[Note: Additional details about this project are contained in the main body of this report (PDF).]
The final of the eight inaugural Challenge initiatives is exceptional in that it is not only multi-disciplinary in terms of its applications but also in terms of data types integrated into a single project. Rather than being centered on one, or a small handful, of discrete data corpora, or on one particular type of research methodology, Railroads and the Making of Modern America is focused squarely on its subject-railroads-but also informed by a distinct theoretical framework for historiography. This framework, not unlike the position taken by the DMCI scholars, incorporates historical evidence into an integrated knowledge system that affords an examination of that evidence both from the broad, macroscopic and the minute, microscopic levels, and at every level in between.
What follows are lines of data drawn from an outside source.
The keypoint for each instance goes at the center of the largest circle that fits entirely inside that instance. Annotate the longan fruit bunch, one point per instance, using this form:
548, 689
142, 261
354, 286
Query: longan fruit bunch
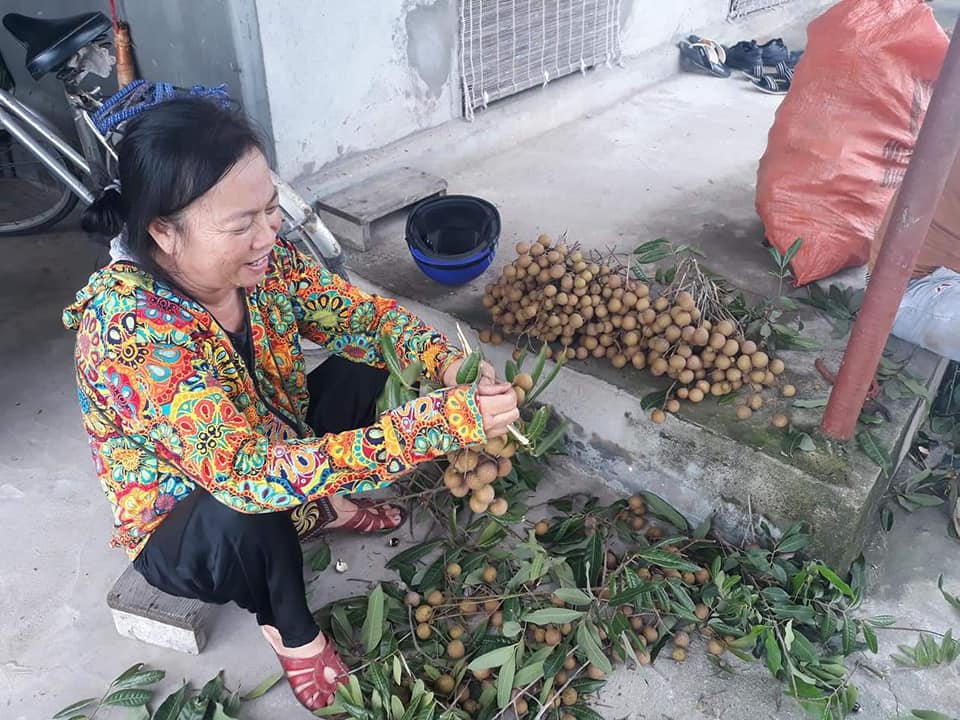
472, 471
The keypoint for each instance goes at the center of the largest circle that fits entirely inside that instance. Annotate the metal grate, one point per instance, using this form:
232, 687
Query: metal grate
739, 8
507, 46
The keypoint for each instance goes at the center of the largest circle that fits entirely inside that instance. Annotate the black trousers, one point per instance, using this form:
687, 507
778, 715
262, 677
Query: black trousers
208, 551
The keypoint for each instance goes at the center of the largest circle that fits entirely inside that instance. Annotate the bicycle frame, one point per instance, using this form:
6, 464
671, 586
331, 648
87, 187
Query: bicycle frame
29, 127
14, 115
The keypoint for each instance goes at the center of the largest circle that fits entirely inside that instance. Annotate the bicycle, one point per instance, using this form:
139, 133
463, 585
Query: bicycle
43, 176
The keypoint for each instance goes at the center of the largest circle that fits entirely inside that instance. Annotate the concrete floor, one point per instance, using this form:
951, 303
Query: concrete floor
678, 160
58, 642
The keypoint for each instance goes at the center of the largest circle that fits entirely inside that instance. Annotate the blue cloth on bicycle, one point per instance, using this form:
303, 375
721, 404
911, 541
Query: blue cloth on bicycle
140, 95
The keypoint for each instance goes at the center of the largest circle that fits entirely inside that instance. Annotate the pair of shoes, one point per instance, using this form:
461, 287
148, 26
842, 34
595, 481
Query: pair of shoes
703, 56
777, 83
751, 58
314, 680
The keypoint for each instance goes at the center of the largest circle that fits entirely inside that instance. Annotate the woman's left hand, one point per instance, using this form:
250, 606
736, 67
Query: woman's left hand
487, 374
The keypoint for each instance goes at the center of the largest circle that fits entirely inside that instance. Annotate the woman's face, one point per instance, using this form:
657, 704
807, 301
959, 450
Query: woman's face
225, 236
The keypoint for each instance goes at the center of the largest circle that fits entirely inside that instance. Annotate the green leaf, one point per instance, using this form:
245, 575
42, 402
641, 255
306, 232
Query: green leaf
214, 688
195, 709
389, 353
666, 560
319, 558
263, 687
135, 668
582, 712
131, 697
493, 659
589, 641
954, 600
372, 631
629, 595
792, 251
505, 681
831, 577
659, 507
552, 615
573, 596
541, 363
870, 637
773, 655
872, 449
139, 679
412, 555
470, 369
172, 706
73, 707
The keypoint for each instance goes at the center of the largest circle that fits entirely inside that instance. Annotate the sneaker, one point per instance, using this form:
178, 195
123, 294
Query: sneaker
775, 52
746, 56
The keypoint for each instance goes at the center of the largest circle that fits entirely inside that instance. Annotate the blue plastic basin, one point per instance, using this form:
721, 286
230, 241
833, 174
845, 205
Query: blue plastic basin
453, 239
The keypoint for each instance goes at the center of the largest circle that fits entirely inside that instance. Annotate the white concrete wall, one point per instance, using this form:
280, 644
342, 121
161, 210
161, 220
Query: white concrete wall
348, 76
646, 24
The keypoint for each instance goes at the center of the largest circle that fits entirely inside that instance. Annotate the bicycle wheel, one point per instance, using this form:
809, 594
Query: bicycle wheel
31, 198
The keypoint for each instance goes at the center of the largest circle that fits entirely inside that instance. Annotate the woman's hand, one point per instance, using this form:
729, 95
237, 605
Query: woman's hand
487, 373
498, 407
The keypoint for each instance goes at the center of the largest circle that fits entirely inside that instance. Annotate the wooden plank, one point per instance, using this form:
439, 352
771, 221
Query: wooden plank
133, 595
382, 194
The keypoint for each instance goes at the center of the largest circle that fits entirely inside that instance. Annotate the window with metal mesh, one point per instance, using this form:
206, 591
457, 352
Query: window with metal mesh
507, 46
739, 8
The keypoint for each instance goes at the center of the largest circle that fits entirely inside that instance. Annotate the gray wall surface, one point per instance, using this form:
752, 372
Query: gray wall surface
344, 77
347, 77
179, 41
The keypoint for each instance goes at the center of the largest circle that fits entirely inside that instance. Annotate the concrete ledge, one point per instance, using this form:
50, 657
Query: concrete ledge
144, 613
705, 461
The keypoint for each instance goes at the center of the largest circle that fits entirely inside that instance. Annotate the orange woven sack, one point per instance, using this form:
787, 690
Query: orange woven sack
845, 132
If realized, such an integrated system would hold the potential to make “invisible history” visible; in other words, help show correlations between continental trends and local acts that might not otherwise be noticeable in an archive, on a map, or in a narrative alone. In a way, the ambition for comprehensive coverage of the topic of American railroads is comparable to the ambition of the Dynamic Variorum Editions project to build an infrastructure that could encompass all primary and secondary materials related to Classical Studies, except in this case the goal is to create an infrastructure for using “big data” to do “big history” within a “continental-scale” geographic landscape, revealing relationships across both time and space. The Railroads project shares with Digging Into the Enlightenment the aim of constructing interactive data visualizations from evidence that is often incomplete.
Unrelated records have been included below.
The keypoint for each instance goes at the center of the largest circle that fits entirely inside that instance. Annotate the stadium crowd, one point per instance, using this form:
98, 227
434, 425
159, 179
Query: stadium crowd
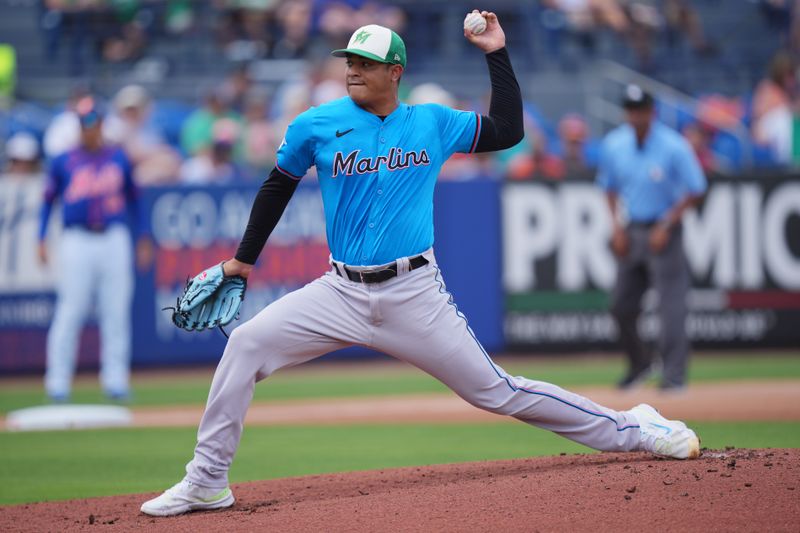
232, 135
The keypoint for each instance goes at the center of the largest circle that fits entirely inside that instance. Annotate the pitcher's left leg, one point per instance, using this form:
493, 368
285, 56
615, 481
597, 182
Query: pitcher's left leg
445, 347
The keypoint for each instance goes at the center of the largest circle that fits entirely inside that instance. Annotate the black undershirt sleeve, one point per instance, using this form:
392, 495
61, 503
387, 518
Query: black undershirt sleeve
271, 200
503, 128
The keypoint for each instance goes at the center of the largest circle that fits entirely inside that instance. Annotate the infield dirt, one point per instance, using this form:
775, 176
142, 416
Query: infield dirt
723, 490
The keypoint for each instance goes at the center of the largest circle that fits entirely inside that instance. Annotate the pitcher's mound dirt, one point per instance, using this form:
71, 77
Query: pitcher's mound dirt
727, 490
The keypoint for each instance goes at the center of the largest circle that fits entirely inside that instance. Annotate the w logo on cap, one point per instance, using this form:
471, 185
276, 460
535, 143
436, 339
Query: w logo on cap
361, 37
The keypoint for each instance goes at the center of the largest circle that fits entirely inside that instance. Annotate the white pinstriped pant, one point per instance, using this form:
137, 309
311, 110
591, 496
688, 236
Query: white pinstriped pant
411, 317
92, 265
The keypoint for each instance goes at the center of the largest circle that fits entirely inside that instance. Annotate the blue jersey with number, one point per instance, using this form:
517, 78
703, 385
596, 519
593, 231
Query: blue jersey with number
377, 175
95, 187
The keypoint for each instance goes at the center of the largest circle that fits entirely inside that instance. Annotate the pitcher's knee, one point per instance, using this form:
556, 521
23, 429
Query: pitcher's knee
500, 405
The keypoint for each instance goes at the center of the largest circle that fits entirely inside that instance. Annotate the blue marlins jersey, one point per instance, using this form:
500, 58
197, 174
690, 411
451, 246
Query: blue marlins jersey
377, 176
95, 188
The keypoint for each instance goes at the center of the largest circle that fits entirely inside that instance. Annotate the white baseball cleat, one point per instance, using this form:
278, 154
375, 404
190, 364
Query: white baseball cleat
669, 438
185, 497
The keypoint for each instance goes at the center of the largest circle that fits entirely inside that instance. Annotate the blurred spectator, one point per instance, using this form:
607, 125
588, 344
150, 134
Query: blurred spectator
245, 27
718, 117
8, 75
336, 19
259, 137
154, 161
235, 88
531, 157
123, 30
22, 156
699, 136
197, 131
682, 18
576, 154
215, 165
587, 15
64, 132
328, 81
772, 108
115, 29
294, 19
644, 21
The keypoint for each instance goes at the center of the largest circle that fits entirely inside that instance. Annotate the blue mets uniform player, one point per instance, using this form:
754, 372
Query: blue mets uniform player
377, 161
94, 186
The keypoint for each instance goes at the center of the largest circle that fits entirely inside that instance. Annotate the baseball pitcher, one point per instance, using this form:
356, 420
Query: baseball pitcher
377, 160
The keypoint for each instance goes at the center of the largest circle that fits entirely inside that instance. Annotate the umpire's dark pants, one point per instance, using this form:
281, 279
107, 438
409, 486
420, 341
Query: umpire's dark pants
668, 273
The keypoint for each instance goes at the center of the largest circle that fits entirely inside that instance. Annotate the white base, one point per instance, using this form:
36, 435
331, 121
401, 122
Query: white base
50, 417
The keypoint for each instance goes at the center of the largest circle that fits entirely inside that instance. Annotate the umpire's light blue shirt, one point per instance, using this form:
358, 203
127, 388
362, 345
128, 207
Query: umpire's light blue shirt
377, 176
653, 178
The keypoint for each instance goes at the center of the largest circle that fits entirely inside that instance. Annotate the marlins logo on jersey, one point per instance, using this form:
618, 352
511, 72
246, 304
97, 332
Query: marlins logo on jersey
385, 210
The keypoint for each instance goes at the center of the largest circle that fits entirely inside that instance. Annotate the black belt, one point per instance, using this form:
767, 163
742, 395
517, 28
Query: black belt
378, 276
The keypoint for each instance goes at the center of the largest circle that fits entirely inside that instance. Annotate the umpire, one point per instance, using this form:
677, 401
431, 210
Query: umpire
651, 176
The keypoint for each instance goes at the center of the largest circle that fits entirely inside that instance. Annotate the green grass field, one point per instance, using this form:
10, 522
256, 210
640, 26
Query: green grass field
79, 464
44, 466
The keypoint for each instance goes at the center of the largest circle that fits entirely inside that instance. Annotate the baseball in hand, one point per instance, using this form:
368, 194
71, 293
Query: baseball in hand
475, 23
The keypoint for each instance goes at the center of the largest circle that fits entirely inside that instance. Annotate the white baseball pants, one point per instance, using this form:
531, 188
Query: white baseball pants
92, 265
411, 317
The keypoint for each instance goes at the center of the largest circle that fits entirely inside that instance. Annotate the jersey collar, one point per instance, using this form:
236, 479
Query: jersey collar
390, 117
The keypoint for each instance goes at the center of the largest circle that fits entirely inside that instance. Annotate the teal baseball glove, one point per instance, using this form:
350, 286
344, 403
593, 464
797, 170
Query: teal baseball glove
209, 300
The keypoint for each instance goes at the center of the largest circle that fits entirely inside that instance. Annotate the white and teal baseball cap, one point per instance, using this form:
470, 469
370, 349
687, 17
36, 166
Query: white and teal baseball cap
377, 43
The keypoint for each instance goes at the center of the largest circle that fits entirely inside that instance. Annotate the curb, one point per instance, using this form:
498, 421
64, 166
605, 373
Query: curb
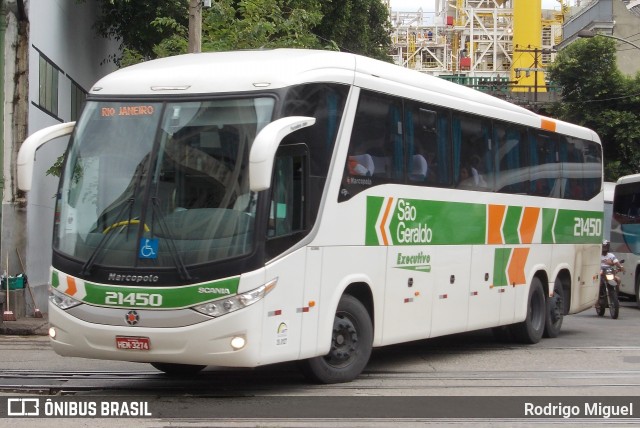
25, 327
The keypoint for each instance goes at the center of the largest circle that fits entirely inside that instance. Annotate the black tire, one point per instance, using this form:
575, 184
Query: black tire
351, 344
176, 370
555, 311
531, 329
614, 303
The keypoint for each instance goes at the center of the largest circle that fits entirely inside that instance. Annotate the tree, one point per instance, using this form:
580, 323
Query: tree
597, 95
359, 26
250, 24
156, 28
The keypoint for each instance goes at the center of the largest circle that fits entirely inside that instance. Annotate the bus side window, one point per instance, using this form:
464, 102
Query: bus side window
376, 152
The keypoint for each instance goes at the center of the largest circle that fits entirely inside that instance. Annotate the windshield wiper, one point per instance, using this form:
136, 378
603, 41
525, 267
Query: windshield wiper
86, 268
106, 235
173, 249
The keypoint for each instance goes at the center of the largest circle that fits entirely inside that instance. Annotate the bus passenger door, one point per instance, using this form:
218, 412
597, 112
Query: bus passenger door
287, 224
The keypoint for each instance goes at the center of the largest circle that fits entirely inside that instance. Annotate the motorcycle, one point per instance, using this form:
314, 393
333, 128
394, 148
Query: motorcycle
608, 295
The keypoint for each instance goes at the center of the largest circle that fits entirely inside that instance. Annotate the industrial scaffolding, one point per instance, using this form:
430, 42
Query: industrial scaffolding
480, 42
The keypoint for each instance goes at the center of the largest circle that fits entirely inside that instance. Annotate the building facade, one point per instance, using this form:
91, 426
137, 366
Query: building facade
51, 57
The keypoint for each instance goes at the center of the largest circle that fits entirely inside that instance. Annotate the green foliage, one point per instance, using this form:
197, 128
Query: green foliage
156, 28
597, 95
359, 26
252, 24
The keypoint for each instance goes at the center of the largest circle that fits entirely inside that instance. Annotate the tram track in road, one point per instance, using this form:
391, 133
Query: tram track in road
249, 383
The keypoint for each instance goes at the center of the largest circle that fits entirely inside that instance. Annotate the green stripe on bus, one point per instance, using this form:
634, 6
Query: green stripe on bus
501, 259
424, 222
548, 218
511, 224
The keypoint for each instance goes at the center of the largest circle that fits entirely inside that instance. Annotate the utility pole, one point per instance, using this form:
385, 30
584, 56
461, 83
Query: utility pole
195, 26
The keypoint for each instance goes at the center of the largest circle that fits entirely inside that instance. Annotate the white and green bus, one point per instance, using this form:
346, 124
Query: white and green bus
247, 208
625, 233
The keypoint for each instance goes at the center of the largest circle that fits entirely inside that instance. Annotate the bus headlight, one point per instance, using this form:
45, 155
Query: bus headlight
61, 300
224, 306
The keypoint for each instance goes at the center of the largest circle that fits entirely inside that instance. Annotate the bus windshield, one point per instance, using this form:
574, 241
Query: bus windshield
160, 184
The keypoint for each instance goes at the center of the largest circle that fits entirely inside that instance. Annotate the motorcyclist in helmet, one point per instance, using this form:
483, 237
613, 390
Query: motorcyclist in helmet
609, 259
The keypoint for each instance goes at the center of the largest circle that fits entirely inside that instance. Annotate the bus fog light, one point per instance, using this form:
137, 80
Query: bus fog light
238, 342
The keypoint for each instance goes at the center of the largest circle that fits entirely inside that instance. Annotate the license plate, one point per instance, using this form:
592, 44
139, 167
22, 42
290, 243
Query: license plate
133, 343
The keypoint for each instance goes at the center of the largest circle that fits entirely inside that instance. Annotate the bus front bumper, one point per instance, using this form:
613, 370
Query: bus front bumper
204, 343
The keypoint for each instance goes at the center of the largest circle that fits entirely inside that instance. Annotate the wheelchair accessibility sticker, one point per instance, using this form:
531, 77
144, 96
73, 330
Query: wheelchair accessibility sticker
148, 248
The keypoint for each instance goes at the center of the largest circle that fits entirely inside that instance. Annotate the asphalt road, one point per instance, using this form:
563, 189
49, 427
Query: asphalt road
592, 359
The “big data” the two partners in the Railroads project seek to harness to the North American map include scanned books, serials, city directories, census documents, maps and geographic data, and, ultimately, all forms of railroad-related archives and ephemera, such as timetables, payroll documents, annual reports, etc. Naturally, not all information of these types is presently available in digital form. Libraries, archives, and online publishers are nevertheless making enormous strides in making these kinds of materials available. For this reason, efforts like the Railroads project, that seek to bring them together in new ways, are essential for informing libraries’ ongoing work. In the project white paper, the Railroads team cites numerous barriers to access posed by current digitization practice; these include limited access to many online sources, the difficulty of digitally assembling complete runs of rare serials from multiple repositories, to the neglect of fold-out maps in mass digitization projects such as Google Books. Despite huge investments and increasing availability, access to digitized newspaper collections is still particularly fraught for researchers who wish to repurpose that content in computationally intensive projects, since they are “designed with the needs of individual researchers in mind, rather than the requirements of automated and exploratory data analysis tools.” Licensing agreements or rights restrictions imposed by the suppliers of digitized content can often be too limiting to permit this kind of work.
Added to these barriers on access for the Railroads team are the thorny issues of data quality and consistency. To start, the data types considered for this project are inherently diverse, inconsistent, and variable as any advanced archival research practitioner may find in a career, but since digitization procedures refashion them as images which are then indexed through optical character recognition (OCR) in order to make them machine-readable numerous errors and omissions arise that hinder results. When research depends upon identifying and linking together all mentions of particular names, places, dates, and other numbers across varied data types, OCR frequently falls short. While automated methods of indexing can do a great deal, the limitations of the effectiveness of these technologies are such that a certain amount of hand-correction of these errors is unavoidable in order to insure precise and accurate visual analysis. Gaining access to their data was “simply the first stage” for the Railroads collaborators. Just as in the case of errors arising in the OCR of Greek text for the DVE team or the incomplete transcripts or recordings of the British National Corpus for Mining a Year of Speech, problems with data required large investments in hand cleaning, standardization, and coding. As in the other projects for which this was an issue, student labor made these tasks possible.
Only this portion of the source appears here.